Soft robotics material

C&I Issue 5, 2018

Traditional electronics are made from rigid and brittle materials. However, a new ‘self-healing’ electronic material allows a soft robot to recover its circuits after it is punctured, torn or even slashed with a razor blade. Made from liquid metal droplets suspended in a flexible silicone elastomer, it is softer than skin and can stretch about twice its length before springing back to its original size (Nature Materials; doi:10.1038/s41563-018-0084-7).

Image: Victor Habbick Visions/Science photo library

‘The material around the damaged area automatically creates new conductive pathways, which bypass the damage and restore connectivity in the circuit,’ explains first author Carmel Majidi at Carnegie Mellon University in Pittsburgh, Pennsylvania. The rubbery material could be used for wearable computing, electronic textiles, soft field robots or inflatable extra-terrestrial housing.

The metal micro-droplets are 75% gallium and 25% indium by weight. This mixture is liquid and non-toxic at room temperature. The researchers placed the liquid metal into the rubber and mixed it until micro-droplets formed. ‘There is a sweet spot for the size of the droplets,’ says Majidi. ‘We had to get the size not so small that they never rupture and form electronic connections, but not so big they would rupture even under light pressure.’
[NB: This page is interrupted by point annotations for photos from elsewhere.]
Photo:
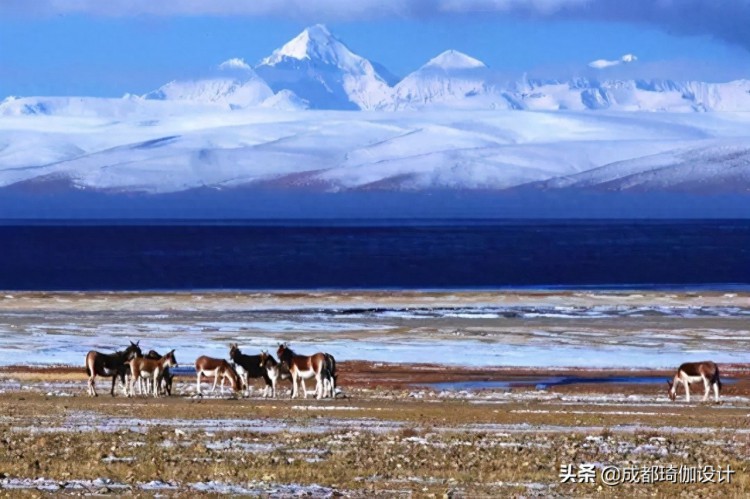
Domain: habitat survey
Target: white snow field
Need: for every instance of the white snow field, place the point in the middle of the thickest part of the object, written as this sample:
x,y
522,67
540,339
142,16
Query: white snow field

Once sufficient pressure is applied, the rubber material fails and the droplets burst and coalesce with neighbours. The region around the damage goes from electrically insulating to electrically conducting as it is repaired. The electronic circuit is largely undisrupted, as demonstrated by a soft robot that moved uninterrupted even though its circuits were hacked and punctured.

‘This material could allow us to create soft robots and stretchable circuit wiring for inflatable structures. The composites maintain their properties under a wide range of temperatures, so they could be deployed in space or on Mars or the Moon,’ says Majidi.

‘They have created a new type of material that is not self-healing in a structural sense, but allows adaptive electrical behaviour, which is then applied in a small robot that is able to continue to function despite severe damage to its electric circuits,’ comments Joost Brancart, materials engineer at Vrije Universiteit Brussels, Belgium. ‘Of all self-healing concepts proposed in literature only a few percent are actually tested and confirmed in applications.’

However, ‘at about €15/g of the liquid metal (LM) and a LM loading of about 50%, the material becomes very expensive, compared with electrically conductive alternatives,’ he notes.